The pressure drop around the well in the production from a gas condensate reservoir causes the formation of condensate in the area before it reaches the well and surface space. This condensate and occasionally water in the porous medium can block the well and create an additional pressure drop. Studies show that the chemical treatment of this area eliminates the problem by altering the reservoir rock wettability toward a moderate and strong gasphilicity. For this purpose, fluoropolymers-, fluorosurfactants-, and fluorochemicals-coated nanoparticles can be used. In this work, we have studied two types of fluoride gas namely R134A and R404A, which are widely used in refrigeration industry as refrigerant gases, perfumery, and industrial detergents. The basis of this study was the aging of rock samples in thin sections and plugs in these two gases at different pressures above the critical pressures of them at 70 °C at different times and then conducting the contact angle experiments by placing the drop of water and condensate on the cross sections and then performing imbibition tests using plugs. The results show that in addition to the efficiency of both gases in wettability alteration to gasphilic, the gasphilic intensity obtained at constant temperature depends on the pressure and the aging time of the samples.

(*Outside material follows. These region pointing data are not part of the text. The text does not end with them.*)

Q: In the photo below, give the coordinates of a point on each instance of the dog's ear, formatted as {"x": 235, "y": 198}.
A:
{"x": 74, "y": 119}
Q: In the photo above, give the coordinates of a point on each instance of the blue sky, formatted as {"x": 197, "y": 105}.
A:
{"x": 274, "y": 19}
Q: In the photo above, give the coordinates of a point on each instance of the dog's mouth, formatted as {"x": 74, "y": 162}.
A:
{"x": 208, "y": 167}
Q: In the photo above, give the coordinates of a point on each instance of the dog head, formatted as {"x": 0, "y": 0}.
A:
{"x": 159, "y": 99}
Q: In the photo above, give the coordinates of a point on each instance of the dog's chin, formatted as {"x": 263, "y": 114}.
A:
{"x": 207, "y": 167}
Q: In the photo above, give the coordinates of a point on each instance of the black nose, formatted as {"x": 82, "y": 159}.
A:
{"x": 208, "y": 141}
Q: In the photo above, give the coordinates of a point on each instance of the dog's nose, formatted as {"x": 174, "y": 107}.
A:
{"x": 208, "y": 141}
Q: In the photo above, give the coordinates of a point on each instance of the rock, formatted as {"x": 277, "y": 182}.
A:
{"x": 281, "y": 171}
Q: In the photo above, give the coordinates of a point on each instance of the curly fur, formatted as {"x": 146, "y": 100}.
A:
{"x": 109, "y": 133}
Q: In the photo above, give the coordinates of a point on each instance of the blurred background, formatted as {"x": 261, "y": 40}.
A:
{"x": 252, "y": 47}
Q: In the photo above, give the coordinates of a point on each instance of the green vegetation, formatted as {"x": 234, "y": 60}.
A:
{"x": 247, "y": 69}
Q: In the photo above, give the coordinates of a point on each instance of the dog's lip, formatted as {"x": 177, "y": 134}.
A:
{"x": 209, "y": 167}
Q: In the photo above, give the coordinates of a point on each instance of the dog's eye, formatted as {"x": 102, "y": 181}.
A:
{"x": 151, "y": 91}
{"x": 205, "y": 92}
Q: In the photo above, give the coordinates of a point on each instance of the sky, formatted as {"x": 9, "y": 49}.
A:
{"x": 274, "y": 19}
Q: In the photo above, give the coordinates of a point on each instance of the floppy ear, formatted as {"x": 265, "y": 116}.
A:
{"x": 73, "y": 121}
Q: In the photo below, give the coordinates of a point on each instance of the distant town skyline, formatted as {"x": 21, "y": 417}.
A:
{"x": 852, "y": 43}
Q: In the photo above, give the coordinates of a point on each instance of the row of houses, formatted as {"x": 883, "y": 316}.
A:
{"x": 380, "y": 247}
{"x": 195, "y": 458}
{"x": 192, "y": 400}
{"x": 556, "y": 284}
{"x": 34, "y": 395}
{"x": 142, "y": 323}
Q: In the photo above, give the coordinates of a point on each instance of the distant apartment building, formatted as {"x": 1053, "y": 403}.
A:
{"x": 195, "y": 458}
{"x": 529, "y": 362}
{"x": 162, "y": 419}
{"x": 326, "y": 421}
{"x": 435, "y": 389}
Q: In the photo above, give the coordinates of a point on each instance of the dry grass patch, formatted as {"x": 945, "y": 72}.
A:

气体冷凝水储层在生产井周围的压降导致凝结水在到达井和地面空间之前在该区域中形成。冷凝水，有时多孔介质中的水会阻塞井，并造成额外的压降。研究表明，该区域的化学处理通过将储层岩石的润湿性改变为中等而强烈的亲油性而消除了该问题。为此，可以使用含氟聚合物，含氟表面活性剂和含氟化合物涂层的纳米颗粒。在这项工作中，我们研究了两种类型的氟化物气体，即R134A和R404A，它们在制冷行业广泛用作制冷剂气体，香料和工业洗涤剂。这项研究的基础是岩石样品在较薄的部分中的老化，并在高于70℃的临界压力的不同压力下，在不同的时间在两种压力下塞入这两种气体，然后通过放置水滴和水进行接触角实验。在横截面上冷凝，然后使用塞子进行吸水测试。结果表明，除了两种气体在改变亲油性的润湿性方面的效率外，在恒定温度下获得的亲油强度还取决于样品的压力和老化时间。